Project Title: “Conformal Electrical Property Tomography for Nondestructive, In-Field Measurement of Stalk Integrity”
Principal Investigator: Liang Dong, Northrop Grumman Professor in honor of Fred W. O’Green, Electrical and Computer Engineering
Industry Partner: Corteva Agriscience
Year after year, corn growers across Iowa and around the world are challenged by stock rot diseases and stalk-boring insect infestations that weaken and damage corn stalks, leading to harvesting challenges that ultimately result in reduced yields. Unfortunately, the symptoms stalk-rotting pathogens cause can be misleading, making them difficult to diagnose. Current measurement methods for evaluating the resistance of corn varieties to stalk rots and borers require manual splitting of stalks and visual assessment or measurement of the damage inside. These methods are labor- and time-intensive, provide only qualitative scoring, and result in the destruction of valuable plant materials.

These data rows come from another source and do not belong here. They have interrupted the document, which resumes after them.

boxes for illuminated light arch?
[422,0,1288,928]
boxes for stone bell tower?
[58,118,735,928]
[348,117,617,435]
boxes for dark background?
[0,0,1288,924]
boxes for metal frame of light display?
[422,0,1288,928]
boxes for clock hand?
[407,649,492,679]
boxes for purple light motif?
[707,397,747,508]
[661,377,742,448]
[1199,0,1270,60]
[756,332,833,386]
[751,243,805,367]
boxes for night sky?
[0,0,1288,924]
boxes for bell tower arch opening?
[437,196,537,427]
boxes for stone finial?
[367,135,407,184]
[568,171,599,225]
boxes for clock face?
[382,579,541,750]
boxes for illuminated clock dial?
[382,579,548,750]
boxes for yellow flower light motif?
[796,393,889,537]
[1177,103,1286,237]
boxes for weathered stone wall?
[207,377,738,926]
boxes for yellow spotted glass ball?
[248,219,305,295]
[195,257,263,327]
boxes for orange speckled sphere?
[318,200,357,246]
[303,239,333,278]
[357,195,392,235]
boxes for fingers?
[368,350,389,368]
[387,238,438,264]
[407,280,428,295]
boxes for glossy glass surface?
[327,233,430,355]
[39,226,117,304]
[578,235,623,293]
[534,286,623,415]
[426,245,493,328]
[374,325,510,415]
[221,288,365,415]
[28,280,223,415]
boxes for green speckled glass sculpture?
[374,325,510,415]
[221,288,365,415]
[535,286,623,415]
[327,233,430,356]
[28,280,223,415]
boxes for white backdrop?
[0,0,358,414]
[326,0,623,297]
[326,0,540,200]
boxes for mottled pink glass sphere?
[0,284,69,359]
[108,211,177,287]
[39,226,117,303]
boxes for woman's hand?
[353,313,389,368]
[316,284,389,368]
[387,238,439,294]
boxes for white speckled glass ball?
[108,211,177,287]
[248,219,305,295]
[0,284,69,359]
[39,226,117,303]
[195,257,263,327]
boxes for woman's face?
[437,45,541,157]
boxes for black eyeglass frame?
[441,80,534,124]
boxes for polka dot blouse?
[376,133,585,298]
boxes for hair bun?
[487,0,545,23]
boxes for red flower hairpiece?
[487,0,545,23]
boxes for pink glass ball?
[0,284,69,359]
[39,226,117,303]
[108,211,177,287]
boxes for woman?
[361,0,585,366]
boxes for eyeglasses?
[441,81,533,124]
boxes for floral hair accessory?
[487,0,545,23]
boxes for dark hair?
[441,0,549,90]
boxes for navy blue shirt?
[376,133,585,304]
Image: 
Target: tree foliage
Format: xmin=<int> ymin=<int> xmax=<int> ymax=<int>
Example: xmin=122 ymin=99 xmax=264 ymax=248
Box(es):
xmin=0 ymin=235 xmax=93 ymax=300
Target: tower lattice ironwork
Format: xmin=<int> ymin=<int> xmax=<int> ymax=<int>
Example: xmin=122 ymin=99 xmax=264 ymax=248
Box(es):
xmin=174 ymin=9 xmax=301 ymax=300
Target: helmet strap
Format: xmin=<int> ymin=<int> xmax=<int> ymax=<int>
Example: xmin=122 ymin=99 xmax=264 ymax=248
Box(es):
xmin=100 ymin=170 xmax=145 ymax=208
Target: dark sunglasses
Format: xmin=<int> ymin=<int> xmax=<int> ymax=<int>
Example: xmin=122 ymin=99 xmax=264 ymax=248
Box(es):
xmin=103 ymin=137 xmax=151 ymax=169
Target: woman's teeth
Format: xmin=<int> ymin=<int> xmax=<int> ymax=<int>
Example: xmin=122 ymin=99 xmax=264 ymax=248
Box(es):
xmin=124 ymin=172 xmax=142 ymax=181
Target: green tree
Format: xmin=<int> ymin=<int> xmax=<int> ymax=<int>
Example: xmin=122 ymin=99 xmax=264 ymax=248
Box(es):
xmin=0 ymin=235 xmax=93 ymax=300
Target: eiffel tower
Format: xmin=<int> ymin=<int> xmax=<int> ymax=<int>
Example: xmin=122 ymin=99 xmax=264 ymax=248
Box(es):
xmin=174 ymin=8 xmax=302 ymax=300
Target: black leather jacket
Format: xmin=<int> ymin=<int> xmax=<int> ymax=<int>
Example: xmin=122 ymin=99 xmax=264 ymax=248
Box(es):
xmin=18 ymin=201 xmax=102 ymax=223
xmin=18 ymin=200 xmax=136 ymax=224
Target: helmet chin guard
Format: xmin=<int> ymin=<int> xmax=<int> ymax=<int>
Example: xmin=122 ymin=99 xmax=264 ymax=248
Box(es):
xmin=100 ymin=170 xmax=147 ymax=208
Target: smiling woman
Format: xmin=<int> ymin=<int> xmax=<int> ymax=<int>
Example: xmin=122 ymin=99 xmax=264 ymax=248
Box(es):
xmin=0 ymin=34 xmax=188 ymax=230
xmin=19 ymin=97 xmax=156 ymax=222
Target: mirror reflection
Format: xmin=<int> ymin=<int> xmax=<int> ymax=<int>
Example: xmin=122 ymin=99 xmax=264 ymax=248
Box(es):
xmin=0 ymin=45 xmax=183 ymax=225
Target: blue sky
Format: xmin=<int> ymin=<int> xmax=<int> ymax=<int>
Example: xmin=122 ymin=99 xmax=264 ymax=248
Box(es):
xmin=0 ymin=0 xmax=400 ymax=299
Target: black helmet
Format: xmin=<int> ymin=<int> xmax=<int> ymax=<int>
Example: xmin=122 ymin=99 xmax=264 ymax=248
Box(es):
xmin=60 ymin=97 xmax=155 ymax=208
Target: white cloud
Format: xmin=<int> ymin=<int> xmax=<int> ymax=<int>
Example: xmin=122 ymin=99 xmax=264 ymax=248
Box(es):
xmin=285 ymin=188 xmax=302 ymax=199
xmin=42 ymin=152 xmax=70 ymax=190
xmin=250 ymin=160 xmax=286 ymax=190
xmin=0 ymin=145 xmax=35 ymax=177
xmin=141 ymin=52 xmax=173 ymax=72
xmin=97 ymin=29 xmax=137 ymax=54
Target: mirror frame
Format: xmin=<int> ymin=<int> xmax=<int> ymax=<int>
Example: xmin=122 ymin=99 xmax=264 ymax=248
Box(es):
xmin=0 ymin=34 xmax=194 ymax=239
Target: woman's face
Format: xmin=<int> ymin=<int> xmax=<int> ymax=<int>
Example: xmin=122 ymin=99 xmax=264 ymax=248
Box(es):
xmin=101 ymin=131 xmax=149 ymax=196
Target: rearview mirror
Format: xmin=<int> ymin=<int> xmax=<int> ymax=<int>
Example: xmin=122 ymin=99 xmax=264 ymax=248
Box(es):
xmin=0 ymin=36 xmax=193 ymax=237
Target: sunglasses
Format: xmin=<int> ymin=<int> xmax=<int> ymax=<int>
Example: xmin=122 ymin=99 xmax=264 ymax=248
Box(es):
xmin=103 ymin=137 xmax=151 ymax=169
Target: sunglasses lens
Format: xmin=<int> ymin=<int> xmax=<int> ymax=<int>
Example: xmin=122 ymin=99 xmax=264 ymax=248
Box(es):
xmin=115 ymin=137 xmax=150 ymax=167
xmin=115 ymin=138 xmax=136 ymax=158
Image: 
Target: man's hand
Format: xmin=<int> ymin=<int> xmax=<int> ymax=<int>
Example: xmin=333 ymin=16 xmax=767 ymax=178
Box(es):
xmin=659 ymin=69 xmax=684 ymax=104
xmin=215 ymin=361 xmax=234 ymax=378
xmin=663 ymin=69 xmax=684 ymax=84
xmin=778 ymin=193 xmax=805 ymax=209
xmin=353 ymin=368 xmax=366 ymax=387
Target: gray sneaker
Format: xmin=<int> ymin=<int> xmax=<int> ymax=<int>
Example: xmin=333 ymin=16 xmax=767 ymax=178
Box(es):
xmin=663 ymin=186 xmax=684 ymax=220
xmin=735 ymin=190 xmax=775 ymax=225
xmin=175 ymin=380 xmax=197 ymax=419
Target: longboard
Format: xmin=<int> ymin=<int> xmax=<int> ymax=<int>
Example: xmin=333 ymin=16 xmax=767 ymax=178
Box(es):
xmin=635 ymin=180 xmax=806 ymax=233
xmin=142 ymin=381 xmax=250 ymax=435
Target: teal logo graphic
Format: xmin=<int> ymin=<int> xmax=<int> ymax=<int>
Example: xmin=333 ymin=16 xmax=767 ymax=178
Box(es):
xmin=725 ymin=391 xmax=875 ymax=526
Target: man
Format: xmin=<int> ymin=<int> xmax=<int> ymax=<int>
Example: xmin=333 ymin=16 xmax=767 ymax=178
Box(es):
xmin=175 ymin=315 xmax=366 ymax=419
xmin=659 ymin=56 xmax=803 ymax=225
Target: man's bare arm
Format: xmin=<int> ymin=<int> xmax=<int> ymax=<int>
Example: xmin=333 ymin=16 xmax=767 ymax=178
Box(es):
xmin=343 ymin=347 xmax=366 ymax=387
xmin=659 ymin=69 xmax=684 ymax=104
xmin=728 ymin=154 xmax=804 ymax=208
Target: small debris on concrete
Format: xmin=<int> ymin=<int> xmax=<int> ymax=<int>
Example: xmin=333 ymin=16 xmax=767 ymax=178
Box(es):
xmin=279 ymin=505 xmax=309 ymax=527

The purpose of this project is to use conformal electrical property tomography technology to develop a non-destructive, highly accurate, high-throughput measurement system to assess corn stalk integrity on a broad scale. Iowa State brings an advanced sensor technology – developed by Liang Dong – to the table while Corteva provides critical industry perspective, expertise, testbeds and integrative skills in stalk integrity management. The uniqueness of this research is the opportunity to develop a first-of-its-kind in-field, low-cost stalk integrity measurement device that can help seed companies evaluate and accelerate the commercialization of new varieties, while providing growers with valuable early – and accurate – detection of disease or insect infestations.
Based on the research results obtained through the grant, Dong and his team anticipate submitting proposals for additional funding to federal agencies such as the U.S. Department of Agriculture (USDA) National Institute of Food and Agriculture (NIFA) and the National Science Foundation.